Zach, not a bad idea. You can find them in home centers but consider this. Why not use that same space and make your first workbench. Doesn't have to be huge but if you have 2 1/2 x 8 ft that would make a nice space. Check out the Woodmagazine site and see the plans for the convertible bench they made last year out of a home center hollow core door for a top. You can put shelves in it, drawers etc. if you like. It would be a good first project for you and not alot of tools needed. 

Heres a couple examples:

Here's the one I spoke above of:
http://woodstore.stores.yahoo.net/bawoand6wato.html

Some others:
http://woodstore.stores.yahoo.net/towo.html

http://woodstore.stores.yahoo.net/spacworcen.html

Corey


----------



## Qstick (Feb 22, 2007)

Hi Corey - 

I will check on the plans. My garage is a pretty tight space and the main reason I was thinking about a folding design is the lack of space it would take up while not is use. With the layout of my garage, the only wall that is suitable for a bench is not a great place to encourage a ton of sawdust etc... It isn't the gretest space, but it is the only space that I have available, so I have to make the best of it.
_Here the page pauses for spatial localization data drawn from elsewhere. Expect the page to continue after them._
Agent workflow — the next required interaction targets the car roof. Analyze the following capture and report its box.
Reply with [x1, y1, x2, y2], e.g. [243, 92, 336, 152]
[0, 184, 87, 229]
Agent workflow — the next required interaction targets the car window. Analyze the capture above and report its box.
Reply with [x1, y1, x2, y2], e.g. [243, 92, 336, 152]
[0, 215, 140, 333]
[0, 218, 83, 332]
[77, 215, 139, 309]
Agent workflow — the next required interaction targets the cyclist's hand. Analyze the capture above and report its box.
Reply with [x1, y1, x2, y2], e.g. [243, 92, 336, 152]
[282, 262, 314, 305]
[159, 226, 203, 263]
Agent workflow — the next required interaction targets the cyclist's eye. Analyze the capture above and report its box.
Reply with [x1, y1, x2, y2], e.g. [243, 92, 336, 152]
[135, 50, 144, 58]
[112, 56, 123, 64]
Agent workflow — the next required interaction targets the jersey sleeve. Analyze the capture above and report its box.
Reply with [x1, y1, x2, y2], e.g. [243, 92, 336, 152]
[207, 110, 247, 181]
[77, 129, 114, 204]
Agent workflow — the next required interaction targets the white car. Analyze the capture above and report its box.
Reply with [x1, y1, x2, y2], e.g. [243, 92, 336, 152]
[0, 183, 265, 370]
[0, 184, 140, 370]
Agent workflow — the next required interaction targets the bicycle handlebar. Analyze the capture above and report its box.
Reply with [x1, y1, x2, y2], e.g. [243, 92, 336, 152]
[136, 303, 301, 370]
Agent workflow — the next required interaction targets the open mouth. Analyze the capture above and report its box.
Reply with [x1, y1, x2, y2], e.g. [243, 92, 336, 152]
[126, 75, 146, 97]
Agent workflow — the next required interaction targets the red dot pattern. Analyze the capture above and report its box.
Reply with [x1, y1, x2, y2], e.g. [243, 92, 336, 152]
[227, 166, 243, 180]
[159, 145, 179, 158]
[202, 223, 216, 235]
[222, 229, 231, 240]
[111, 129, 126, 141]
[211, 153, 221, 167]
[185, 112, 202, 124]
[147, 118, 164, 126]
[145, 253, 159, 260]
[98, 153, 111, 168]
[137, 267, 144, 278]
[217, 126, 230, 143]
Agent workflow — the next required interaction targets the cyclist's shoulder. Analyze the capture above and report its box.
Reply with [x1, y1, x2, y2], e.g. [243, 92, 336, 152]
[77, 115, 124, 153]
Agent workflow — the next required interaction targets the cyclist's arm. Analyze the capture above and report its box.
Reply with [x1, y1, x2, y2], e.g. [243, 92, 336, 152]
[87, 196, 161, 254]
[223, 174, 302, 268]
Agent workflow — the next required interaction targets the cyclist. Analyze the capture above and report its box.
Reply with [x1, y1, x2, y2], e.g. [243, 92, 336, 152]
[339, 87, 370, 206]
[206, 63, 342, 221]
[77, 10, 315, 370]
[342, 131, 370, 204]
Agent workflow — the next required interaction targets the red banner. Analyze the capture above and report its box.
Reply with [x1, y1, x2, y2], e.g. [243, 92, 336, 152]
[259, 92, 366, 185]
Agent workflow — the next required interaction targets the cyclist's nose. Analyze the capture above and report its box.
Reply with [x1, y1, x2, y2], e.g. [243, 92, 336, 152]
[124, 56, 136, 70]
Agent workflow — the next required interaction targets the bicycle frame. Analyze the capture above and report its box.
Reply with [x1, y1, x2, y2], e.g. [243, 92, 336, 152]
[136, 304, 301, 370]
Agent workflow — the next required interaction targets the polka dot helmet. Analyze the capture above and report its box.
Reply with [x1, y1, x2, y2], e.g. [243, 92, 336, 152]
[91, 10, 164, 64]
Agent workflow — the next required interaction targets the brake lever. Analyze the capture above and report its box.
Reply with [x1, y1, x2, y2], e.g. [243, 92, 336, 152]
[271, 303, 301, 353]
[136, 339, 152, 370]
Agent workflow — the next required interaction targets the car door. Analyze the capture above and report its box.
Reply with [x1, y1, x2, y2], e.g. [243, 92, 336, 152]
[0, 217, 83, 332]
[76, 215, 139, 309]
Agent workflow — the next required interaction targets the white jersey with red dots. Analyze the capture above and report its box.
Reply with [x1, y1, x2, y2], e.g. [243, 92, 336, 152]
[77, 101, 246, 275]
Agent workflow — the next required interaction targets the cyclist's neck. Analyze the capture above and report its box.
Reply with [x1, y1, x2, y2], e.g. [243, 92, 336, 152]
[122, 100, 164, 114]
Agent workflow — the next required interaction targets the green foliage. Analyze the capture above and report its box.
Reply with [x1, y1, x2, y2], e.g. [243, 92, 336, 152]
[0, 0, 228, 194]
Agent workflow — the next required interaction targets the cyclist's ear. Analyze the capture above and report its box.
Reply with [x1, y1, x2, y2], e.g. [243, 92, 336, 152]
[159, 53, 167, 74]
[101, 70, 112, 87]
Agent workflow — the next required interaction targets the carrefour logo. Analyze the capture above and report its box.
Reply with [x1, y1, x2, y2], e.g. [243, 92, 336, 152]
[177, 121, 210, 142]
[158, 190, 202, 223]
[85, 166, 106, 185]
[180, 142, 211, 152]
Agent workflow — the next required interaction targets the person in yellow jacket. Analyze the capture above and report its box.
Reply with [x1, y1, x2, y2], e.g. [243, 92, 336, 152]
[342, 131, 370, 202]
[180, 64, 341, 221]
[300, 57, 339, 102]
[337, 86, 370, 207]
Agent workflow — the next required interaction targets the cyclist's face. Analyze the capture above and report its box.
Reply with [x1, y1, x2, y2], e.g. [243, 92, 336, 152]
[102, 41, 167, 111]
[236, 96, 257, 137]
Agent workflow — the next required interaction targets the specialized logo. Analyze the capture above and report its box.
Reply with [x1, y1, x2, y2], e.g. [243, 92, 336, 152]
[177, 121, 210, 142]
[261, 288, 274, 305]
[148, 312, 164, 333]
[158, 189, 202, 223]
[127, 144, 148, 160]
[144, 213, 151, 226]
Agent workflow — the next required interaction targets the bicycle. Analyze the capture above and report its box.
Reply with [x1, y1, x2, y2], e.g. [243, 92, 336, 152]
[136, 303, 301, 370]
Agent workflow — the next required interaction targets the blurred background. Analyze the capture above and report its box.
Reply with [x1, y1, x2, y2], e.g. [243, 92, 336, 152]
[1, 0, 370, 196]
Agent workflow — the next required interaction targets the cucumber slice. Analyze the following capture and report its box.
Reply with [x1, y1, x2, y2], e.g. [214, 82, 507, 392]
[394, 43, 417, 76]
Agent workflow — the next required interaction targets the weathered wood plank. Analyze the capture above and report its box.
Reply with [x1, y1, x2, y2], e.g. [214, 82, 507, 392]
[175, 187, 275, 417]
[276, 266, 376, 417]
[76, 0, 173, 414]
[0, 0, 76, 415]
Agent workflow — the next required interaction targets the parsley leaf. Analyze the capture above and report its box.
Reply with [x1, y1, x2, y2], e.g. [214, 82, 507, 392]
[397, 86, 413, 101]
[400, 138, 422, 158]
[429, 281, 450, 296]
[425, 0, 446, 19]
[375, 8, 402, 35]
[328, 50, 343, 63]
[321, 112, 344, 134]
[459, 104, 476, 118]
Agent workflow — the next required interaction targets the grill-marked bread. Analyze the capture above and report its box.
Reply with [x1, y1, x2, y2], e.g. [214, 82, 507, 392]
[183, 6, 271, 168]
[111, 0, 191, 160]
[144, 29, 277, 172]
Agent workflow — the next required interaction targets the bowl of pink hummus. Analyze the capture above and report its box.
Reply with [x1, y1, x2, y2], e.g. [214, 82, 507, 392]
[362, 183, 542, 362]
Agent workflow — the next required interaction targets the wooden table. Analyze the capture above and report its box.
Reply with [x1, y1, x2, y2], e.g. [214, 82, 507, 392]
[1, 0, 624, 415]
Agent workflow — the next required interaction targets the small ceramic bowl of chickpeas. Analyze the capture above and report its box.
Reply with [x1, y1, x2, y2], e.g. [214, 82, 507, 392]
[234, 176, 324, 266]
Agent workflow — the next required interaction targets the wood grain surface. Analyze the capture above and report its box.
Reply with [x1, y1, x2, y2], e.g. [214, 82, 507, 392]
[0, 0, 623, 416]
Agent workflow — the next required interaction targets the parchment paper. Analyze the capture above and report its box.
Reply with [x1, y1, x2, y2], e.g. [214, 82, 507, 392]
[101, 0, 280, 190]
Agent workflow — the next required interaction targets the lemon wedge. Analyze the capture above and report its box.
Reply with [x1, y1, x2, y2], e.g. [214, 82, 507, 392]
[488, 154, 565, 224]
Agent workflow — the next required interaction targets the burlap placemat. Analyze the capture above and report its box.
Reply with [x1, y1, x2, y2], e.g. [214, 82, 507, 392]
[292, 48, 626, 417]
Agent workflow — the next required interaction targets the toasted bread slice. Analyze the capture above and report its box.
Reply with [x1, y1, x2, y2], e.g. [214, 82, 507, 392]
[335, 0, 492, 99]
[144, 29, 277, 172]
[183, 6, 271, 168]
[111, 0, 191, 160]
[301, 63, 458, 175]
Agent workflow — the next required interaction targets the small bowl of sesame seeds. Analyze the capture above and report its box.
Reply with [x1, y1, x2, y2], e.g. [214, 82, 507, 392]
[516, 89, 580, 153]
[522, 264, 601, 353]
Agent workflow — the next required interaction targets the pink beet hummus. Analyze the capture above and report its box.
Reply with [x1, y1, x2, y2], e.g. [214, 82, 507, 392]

I will look for th eplans on their website shortly. I had also thought about casters, but ran into the same storage problem.

Thanks,

Zach

Edited to add - Thanks for the links!


----------



## challagan (Feb 7, 2006)

Check the above links Zach. If you got room for a table then you got room for a small bench but there is a fold down one as well. Welcome to the forum!

Corey


----------



## Qstick (Feb 22, 2007)

I appreciate the help and the welcome - 

I really only have room for the table when the car is not in the garage - I don't think an army could convince my wife not to park there during the winter. The garage is used for a ton of storage since we don't have a basement, so it would be easier to work in the middle of the garage then against a wall due to a ton of shelves etc...

I'nm going to try and figure it out this weekend.

I'm just about finished my 1st project - a bat rack holder for displaying my other hobby - collecting MLB game used bats.

Thanks,

Zach


----------



## challagan (Feb 7, 2006)

I got yah, sorry about that. I thought you had a spot you could set up and leave it. Well your not alone. I share my space with the family van and I have been woodworking for 20 + years. I am lucky though, I have a deep garage and I have space in the front for a work bench and some cabinets and tool storage. I just work on bigger stuff in the middle of the garage like you do. I just set up a hollow core door on some plastic saw horses. You can get some of those table legs you are talking about at Home Depot, Menards etc. Be sure and post pics of your Bat Rack! Good luck! And BTW, this is the right forum 

Corey


----------



## bobj3 (Jan 17, 2006)

Hi Zach

Here's just one more quick way of doing it.

I have 4 tables that I use from time to time when I run out of room inside or when I need to spay a project out side.
I know you have looked at one or two at a garage sales and in lunch rooms they are about 28" wide and come in 6 to 8ft. long,they have a metal frame and lock out legs that swing out from under the top.
I got 2 from a Goodwill Store for 10 bucks each and some from a garage sale for 5 bucks each they store well in the garage/shop and snap up quick and easy.

Bj


----------



## Qstick (Feb 22, 2007)

Thanks for the tips - 

I was thinking of building a table similair to those that BJ recommended with these...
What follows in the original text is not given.